Why do Python's math.ceil() and math.floor() operations return floats instead of integers?

Can someone explain this (straight from the docs- emphasis mine):

math.ceil(x) Return the ceiling of x as a float, the smallest integer value greater than or equal to x.

math.floor(x) Return the floor of x as a float, the largest integer value less than or equal to x.

Why would .ceil and .floor return floats when they are by definition supposed to calculate integers?


EDIT:

Well this got some very good arguments as to why they should return floats, and I was just getting used to the idea, when @jcollado pointed out that they in fact do return ints in Python 3...


Solution 1:

As pointed out by other answers, in python they return floats probably because of historical reasons to prevent overflow problems. However, they return integers in python 3.

>>> import math
>>> type(math.floor(3.1))
<class 'int'>
>>> type(math.ceil(3.1))
<class 'int'>

You can find more information in PEP 3141.

Solution 2:

The range of floating point numbers usually exceeds the range of integers. By returning a floating point value, the functions can return a sensible value for input values that lie outside the representable range of integers.

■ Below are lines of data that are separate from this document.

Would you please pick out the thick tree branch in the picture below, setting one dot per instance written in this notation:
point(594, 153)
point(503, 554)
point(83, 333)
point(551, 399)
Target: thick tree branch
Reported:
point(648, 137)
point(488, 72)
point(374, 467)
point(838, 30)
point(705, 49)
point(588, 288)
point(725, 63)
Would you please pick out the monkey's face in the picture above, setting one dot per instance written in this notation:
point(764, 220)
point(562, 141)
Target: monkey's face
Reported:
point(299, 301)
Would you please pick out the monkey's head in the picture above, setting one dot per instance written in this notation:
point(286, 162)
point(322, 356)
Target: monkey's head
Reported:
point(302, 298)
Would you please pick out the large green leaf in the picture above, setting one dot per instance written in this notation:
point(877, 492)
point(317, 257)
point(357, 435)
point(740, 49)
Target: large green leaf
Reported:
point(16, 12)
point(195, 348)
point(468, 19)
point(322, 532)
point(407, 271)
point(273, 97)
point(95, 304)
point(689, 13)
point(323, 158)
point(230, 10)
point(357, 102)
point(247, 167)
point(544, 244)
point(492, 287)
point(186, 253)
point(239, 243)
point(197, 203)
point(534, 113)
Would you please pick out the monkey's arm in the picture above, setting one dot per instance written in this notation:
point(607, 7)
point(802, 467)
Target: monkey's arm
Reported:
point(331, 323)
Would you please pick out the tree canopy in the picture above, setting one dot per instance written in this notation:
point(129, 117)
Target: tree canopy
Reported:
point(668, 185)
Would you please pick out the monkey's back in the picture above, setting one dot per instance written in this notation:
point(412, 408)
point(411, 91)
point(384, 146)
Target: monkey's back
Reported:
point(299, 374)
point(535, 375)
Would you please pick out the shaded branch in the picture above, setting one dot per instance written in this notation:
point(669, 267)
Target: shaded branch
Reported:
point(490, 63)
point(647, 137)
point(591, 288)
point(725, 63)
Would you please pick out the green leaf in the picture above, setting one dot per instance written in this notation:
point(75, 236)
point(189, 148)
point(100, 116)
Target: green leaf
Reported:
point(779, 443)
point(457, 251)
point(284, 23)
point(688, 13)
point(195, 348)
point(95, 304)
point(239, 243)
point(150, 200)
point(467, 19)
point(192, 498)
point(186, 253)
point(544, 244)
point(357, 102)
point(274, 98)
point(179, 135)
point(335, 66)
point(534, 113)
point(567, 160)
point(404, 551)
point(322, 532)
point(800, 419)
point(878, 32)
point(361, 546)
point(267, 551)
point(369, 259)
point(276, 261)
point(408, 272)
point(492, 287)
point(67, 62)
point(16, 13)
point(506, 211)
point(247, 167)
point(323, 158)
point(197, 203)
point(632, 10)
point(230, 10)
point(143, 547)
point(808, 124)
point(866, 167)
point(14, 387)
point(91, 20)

Consider: If floor() returned an integer, what should floor(1.0e30) return?

Now, while Python's integers are now arbitrary precision, it wasn't always this way. The standard library functions are thin wrappers around the equivalent C library functions.

Solution 3:

Because python's math library is a thin wrapper around the C math library which returns floats.

Solution 4:

The source of your confusion is evident in your comment:

The whole point of ceil/floor operations is to convert floats to integers!

The point of the ceil and floor operations is to round floating-point data to integral values. Not to do a type conversion. Users who need to get integer values can do an explicit conversion following the operation.

Note that it would not be possible to implement a round to integral value as trivially if all you had available were a ceil or float operation that returned an integer. You would need to first check that the input is within the representable integer range, then call the function; you would need to handle NaN and infinities in a separate code path.

Additionally, you must have versions of ceil and floor which return floating-point numbers if you want to conform to IEEE 754.

Solution 5:

Before Python 2.4, an integer couldn't hold the full range of truncated real numbers.